Tudo se encerra com um epílogo; cap. 106-108.

Existem outrossim o Livro de Henoque Eslavo ou o Livro dos Segredos de Henoque. Narra a elevação de Henoque aos céus, onde ele recebe o conhecimento das regiões celestes e dos seis mistérios; Deus mesmo lhe revela como criou o mundo e lhe revela o futuro. É obra de um judeu, que a redigiu em grego no início do século I a.C. em Jerusalém.

2.2. Valor histórico

O livro de Henoque gozou de certa autoridade entre os antigos escritores cristãos. A epístola canônica de S. Judas 14 o cita, mas nem por isto o tem colo livro inspirado¹. Todavia não há como aceitar a explicação proposta para a origem do mal: os anjos não têm corpo nem se podem encarnar; por conseguinte jamais poderão copular com mulheres. Muito sabiamente Júlio Africano percebeu esta falha da teoria de Henoque e seus seguidores reconsideraram a interpretação dada a Gn 6, 4: os filhos de Deus seriam os setitas e as filhas dos homens seriam as cainitas.

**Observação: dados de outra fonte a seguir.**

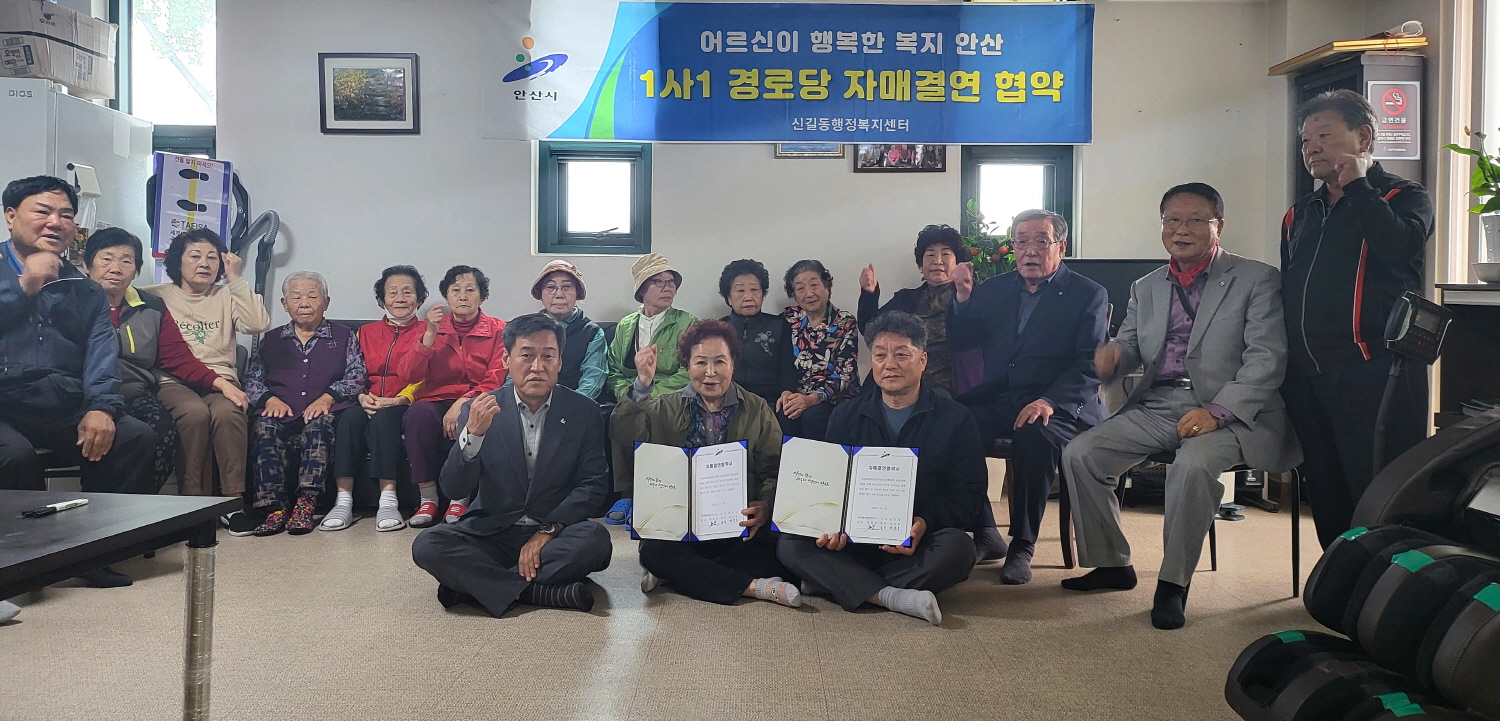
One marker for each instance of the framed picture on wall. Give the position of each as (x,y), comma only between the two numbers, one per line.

Verdade é que Jd 6 e 2Pd 2, 4 citam o castigo prometido por Henoque aos anjos prevaricadores; isto, porém, não basta para dizer que tal livro é inspirado; apenas se pode concluir que o livro de Henoque oferecia argumento válido para corroborar quanto São Pedro e São Judas queriam dizer.

A Sra. Prophet apresenta paralelos entre os Evangelhos e Henoque, deduzindo daí a dependência de Jesus frente ao apócrifo judaico! – Na verdade, trata-se de paralelos tão vagos que não podem servir de argumento. A pregação de Jesus não depende de Henoque. De resto, a Sra. Elizabeth Prophet professa a reencarnação e o panteísmo (p. 335) – o que talvez lhe dificulte compreender a mensagem de Jesus.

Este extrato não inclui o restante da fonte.